En déplacement à Lyon mardi, Dominique de Villepin a lâché l'information sans tambour ni trompette, en réponse à la question d'un étudiant: non, il ne renouvellera pas son adhésion au parti présidentiel en 2011.

Mercredi, Brigitte Girardin, secrétaire générale du parti villepiniste République solidaire (RS) a confirmé à l'AFP ces propos, également repris sur le compte Twitter et la page Facebook de l'ex-Premier ministre de Jacques Chirac. Un pavé dans la mare à la veille du rendez-vous de l'Elysée.

Officiellement, l'entretien entre les deux hommes --qui ne se sont pas vus depuis deux ans-- s'inscrit dans le cadre des consultations engagées par Nicolas Sarkozy, président en exercice du G8 et du G20, avec les anciens présidents et Premiers ministres depuis 1997.

Mais la rivalité politique et personnelle qui les oppose donne à la rencontre un caractère singulier qui n'a pas manqué de susciter des rumeurs sur un éventuel rapprochement.

Depuis la présidentielle de 1995, où Sarkozy soutenait Balladur et Villepin Chirac, l'affrontement des deux hommes n'a cessé de croître jusqu'à l'affaire Clearstream où le président était partie civile contre son rival, poursuivi pour "complicité de dénonciation calomnieuse".

Relaxé en première instance en janvier 2010, Dominique de Villepin doit passer le cap du procès en appel prévu en mai s'il veut pouvoir se présenter en 2012. Nicolas Sarkozy espère de son côté rassembler toute la droite sur ses couleurs.

Dans ce cadre, l'annonce du retrait de constitution de partie civile de Bernard Squarcini, patron de l'antiterrorisme français et proche du chef de l'Etat, avait été perçue comme un signe d'apaisement.

"Je resterai insensible à toute espèce de danse du ventre. Je ne suis pas négociable. Je ne suis pas quelqu'un qu'on achète", a cependant prévenu l'ex occupant de Matignon.

"Dominique de Villepin a répondu, en républicain, à l'invitation" du président, explique Brigitte Girardin, à propos du rendez-vous de jeudi, réfutant toute idée de rapprochement.

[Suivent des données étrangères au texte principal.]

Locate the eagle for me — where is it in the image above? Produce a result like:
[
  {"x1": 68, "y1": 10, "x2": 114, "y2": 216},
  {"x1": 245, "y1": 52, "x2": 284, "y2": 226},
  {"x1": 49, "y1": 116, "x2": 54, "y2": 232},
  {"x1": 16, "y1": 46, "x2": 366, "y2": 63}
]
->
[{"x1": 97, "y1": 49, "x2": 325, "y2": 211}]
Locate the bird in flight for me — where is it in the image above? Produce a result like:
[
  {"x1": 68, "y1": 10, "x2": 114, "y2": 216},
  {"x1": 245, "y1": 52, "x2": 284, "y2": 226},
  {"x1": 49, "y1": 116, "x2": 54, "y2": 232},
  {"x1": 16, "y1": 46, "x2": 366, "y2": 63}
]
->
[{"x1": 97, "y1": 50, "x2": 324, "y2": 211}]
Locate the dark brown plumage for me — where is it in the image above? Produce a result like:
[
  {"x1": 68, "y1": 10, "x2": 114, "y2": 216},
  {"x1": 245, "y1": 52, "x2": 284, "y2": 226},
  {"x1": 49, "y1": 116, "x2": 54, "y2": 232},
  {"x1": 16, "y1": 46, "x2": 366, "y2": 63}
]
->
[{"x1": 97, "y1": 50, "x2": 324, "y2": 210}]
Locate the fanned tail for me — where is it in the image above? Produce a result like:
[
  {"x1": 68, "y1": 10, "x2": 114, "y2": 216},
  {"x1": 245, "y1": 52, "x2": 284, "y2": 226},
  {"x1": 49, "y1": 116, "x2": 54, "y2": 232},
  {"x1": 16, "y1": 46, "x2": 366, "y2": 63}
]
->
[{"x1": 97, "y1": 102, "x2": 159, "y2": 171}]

"Tout cela est destiné aux journalistes. L'objectif, c'est de décrédibiliser sa candidature et de semer le trouble chez nos partisans. C'est de l'enfumage", fait-elle valoir.

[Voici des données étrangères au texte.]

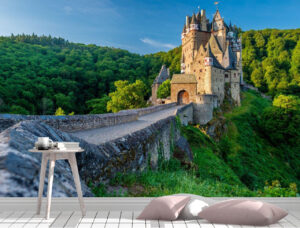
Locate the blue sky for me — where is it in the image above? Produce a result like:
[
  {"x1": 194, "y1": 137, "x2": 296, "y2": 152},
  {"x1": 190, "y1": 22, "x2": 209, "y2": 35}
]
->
[{"x1": 0, "y1": 0, "x2": 300, "y2": 54}]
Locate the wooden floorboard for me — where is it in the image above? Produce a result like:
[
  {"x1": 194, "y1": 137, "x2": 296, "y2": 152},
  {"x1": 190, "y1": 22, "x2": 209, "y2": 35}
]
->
[{"x1": 0, "y1": 198, "x2": 300, "y2": 228}]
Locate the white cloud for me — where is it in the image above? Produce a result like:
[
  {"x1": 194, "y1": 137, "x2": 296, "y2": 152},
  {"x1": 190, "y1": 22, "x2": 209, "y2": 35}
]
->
[
  {"x1": 141, "y1": 38, "x2": 176, "y2": 49},
  {"x1": 63, "y1": 6, "x2": 73, "y2": 14}
]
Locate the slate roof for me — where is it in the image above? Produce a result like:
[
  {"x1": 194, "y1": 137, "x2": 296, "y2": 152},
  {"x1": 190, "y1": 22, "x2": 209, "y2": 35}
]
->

Courant janvier, Jean-François Copé avait annoncé qu'il souhaitait cette réconciliation après avoir déjeuné avec Dominique de Villepin. Mercredi, le patron de l'UMP a dit regretter "profondément" sa décision de quitter le parti présidentiel.

Vendredi dans le Figaro, le ministre de la Défense Alain Juppé, lui aussi proche de Jacques Chirac, avait regretté que les tentatives de réconciliation Villepin-Sarkozy aient échoué : "On a raté le coche. Peut-être que le coche n'est pas définitivement passé".

Mais, du côté du président de RS, qui dit haut et fort depuis la création de son parti en juin vouloir présenter une alternative en 2012, l'heure n'est pas à l'apaisement.

S'il a semblé un moment avoir mis son antisarkozysme de côté pour se consacrer à son projet présidentiel, ses propos décrivant M. Sarkozy comme "un problème pour la France" ou sur l'attentat de Karachi en 2002 ont démontré que la hache de guerre n'était pas enterrée.

Dans le dossier Karachi, il a confirmé l'existence de "très forts soupçons de rétrocommissions" liées à la campagne présidentielle d'Edouard Balladur en 1995, dont Nicolas Sarkozy était le porte-parole.